Lia Limon, the Interior Department’s subsecretary for human rights, said the list used data from local prosecutors across Mexico, and includes people reported missing for any reason during the previous administration. It doesn’t include information collected after November 2012.

The list has been a subject of controversy in Mexico for weeks. After Limon said last week that some 27,000 were missing, a member of Calderon’s administration disputed the figure, saying the only registry on disappeared people contains 5,319 names. Limon said the government would work to compare the official list with others assembled by government agencies and rights groups.

The government will also work to clarify who on the list may have been a victim of crime, and who may have gone missing for reasons like migration to the United States, a family dispute or a natural disaster.
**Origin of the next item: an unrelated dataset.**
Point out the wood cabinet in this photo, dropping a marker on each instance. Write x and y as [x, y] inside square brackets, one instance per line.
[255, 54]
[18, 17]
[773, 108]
“We have to be clear that this database doesn’t prejudge the reasons that people can’t be found, because many of the people on it could be missing for a variety of reasons that don’t have to do with criminal acts,” Limon said.

She said some sort of investigation had been opened in 20,915 of the cases, but she offered no details.

The Interior Department has granted some public access to the list, but those seeking information must enter a person’s name in order to obtain any data.

The civil society group Propuesta Civica recently published a database it said was created by the federal attorney-general’s office that contained 20,582. Days earlier, the Washington Post published a story that said it had been given a copy of the database that contained more than 25,000 names.

The organization Human Rights Watch said last week that it had documented 249 cases of disappearances since December 2006, 149 of which showed evidence of having taken place at the hands of security forces.

Searches of some of the names in the rights group’s report showed that they did not appear in the new government database.